Black Mountain College Museum + Arts Center – Asheville, North Carolina - Atlas Obscura

Black Mountain College Museum + Arts Center

Carrying on the legacy of a short-lived experimental school tucked away in the mountains of North Carolina. 


In its time, Black Mountain College was the place to go for interdisciplinary, creative experimentation. It was home for a time to artists and thinkers such as Buckminster Fuller, Willem and Elaine de Kooning, Robert Rauschenberg, Ruth Asawa, and many others. 

It began in a storm of controversy. John Andrew Rice had been dismissed from the college in Florida where he taught after refusing to sign a “loyalty pledge” to the college’s president. He decided to create his own school, where professors and students could make decisions without pesky administrators getting in the way; where learning was self-directed and based on doing; and where the arts were central to everyone’s education, not just aspiring artists. The Great Depression was in full swing, but space was available in the mountains of western North Carolina.

Meanwhile, artists and intellectuals were fleeing Europe. Rising antagonism from the Nazi Party led to the closure of the avant-garde Bauhaus, a school based on similarly utopian principles that had been operating in Germany since 1919. Bauhaus professor Josef Albers didn’t speak a word of English, but he and his wife Anni made their way to this new American campus to teach.

The secluded environment and experimental philosophy of Black Mountain College attracted maverick spirits across all disciplines. Faculty, staff, and students cooperated to sustain the school through the Great Depression and World War II. They operated a farm, built their own buildings as part of architecture classes, and collaborated on artistic endeavors. By consensus, they began racial integration efforts 10 years before Brown vs. Board of Education. The combination of a rural American work ethic and cutting-edge European modernism seemed to work. In 1957, debt forced the school to close, but it has become legendary as an incubator for modern and postmodern poetry, painting, sculpture, craft, music, dance, and interdisciplinary work.

In 1993, arts advocate Mary Holden Thompson opened a museum dedicated to telling the story of Black Mountain College. In 2018, the museum moved into its first permanent location in downtown AshevilleBlack Mountain College Museum + Arts Center is a 6,500-square-foot space with two floors of gallery space, a bookstore, and a research library. The building dates to 1925, when it was the home of the Asheville Times newspaper. The museum hosts historic exhibitions as well as contemporary performances and events that showcase how the Black Mountain College’s influence continues into the present day. 

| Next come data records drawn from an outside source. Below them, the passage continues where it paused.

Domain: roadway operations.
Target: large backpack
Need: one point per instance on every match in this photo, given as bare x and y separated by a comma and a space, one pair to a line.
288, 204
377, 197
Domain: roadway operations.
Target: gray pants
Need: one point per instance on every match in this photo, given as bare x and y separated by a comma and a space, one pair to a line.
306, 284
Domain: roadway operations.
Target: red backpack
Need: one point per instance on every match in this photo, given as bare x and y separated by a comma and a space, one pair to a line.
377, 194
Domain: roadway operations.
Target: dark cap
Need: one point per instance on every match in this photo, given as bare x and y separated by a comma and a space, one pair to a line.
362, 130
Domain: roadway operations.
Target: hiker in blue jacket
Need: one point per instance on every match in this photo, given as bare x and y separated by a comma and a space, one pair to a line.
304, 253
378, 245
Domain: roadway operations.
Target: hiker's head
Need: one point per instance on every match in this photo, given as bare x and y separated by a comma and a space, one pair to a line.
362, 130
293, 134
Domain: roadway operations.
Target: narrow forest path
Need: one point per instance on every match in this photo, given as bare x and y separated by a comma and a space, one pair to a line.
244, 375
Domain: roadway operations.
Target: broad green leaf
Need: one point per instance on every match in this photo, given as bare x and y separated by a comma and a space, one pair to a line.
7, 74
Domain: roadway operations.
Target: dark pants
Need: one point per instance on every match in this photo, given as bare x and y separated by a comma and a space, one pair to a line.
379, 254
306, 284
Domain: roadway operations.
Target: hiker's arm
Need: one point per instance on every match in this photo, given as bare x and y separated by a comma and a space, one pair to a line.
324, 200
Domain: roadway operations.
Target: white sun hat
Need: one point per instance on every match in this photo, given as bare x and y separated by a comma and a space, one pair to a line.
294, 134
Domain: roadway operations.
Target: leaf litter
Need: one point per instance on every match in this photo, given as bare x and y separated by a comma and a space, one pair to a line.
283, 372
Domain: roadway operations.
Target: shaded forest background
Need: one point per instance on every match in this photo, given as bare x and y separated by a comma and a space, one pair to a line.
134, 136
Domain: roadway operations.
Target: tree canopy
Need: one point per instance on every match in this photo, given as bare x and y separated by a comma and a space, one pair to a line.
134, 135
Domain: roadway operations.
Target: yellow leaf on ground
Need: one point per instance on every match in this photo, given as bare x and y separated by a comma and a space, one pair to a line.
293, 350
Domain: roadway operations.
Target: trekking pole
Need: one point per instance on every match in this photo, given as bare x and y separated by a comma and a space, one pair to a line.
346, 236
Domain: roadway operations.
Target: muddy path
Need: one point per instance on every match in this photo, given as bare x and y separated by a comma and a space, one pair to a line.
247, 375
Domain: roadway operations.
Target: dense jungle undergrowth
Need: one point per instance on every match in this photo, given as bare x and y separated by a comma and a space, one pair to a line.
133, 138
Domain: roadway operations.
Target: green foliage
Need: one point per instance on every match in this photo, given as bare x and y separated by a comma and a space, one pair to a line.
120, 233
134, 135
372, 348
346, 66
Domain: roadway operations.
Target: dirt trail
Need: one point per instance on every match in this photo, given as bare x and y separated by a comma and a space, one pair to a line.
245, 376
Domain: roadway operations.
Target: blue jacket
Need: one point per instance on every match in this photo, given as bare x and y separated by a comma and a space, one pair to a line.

Past exhibitions have included deep dives into African American painter Jacob Lawrence’s term as visiting faculty; the political context and FBI investigation of the college; and the multigenerational conversation between experimental filmmaker Stan VanDerBeek (whose movies inspired Terry Gilliam) and his daughter, contemporary artist Sara VanDerBeek.

The museum’s research library is open to the public during all business hours. It includes books about and by the faculty and students of Black Mountain College, including publications of the influential small press The Jargon Society founded by alumnus Jonathan Williams, and poetry of the Black Mountain Poets.

The museum also hosts events that take place on the historic site of Black Mountain College, which is now privately owned. In the spring, the {Re}HAPPENING arts festival reactivates the college’s spirit through performances, installations, and interactive art by contemporary artists whose work continues in this experimental legacy. In the fall, the ReVIEWING Black Mountain College annual conference convenes scholars from around the world, and culminates with a historic tour of the campus.

Know Before You Go

The museum is open Monday through Saturday from 11 a.m. to 5 p.m., and Sunday from 1 p.m. to 5 p.m. It is closed between exhibitions, so check the website or call before planning your visit. The suggested donation for admission is $5-10, but visitors are welcome to contribute as they choose. Evening performances, film screenings, and other events are typically $8-15.